A report released by the OFA and Toronto-based Environmental Defense praises the region for meeting density targets before expanding its cities' boundaries.
"They're doing it right and good to them," said OFA President Don McCabe, who wants other Ontario municipalities to learn from the region's example.
"[Other] municipalities are just continuing to add to where they've already been. They're not densifying ... they just want to continue to head out."
McCabe said developers are attracted to farmland because it is available, uncluttered, and right next door to existing residential developments.
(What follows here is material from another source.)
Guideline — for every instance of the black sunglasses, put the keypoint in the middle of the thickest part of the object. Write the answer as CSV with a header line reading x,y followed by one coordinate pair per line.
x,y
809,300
Conflict between new neighbours
According to census data, McCabe said suburbs are replacing farmland at a rate of 350 acres a day, which drives up the price of the land that is left over— land that is needed to grow food.
"Yes, there's got to be housing, but I've never seen a house reject the soil it was going on. I do know that you can't plant certain crops on certain areas because there's not enough soil. That's an excellent place for a house."
Sometimes there's concerns over the smells of farming. Sometimes there's concerns over the equipment moving down the road.- Don McCabe, Ontario Federation of Agriculture
McCabe said the close proximity between new developments and farmland is also bringing rural and urban life into conflict.
"You get neighbours who get a little concerned about the sounds of farming, as in sometimes we have to work into the night or start early in the morning. Sometimes there's concerns over the smells of farming. Sometimes there's concerns over the equipment moving down the road and 'Oh, My, God, they're so damn slow. Why are they on my road.'"
The OFA is calling on the Ontario government to freeze urban boundaries until at least 2031 to ensure cities grow up before they grow out.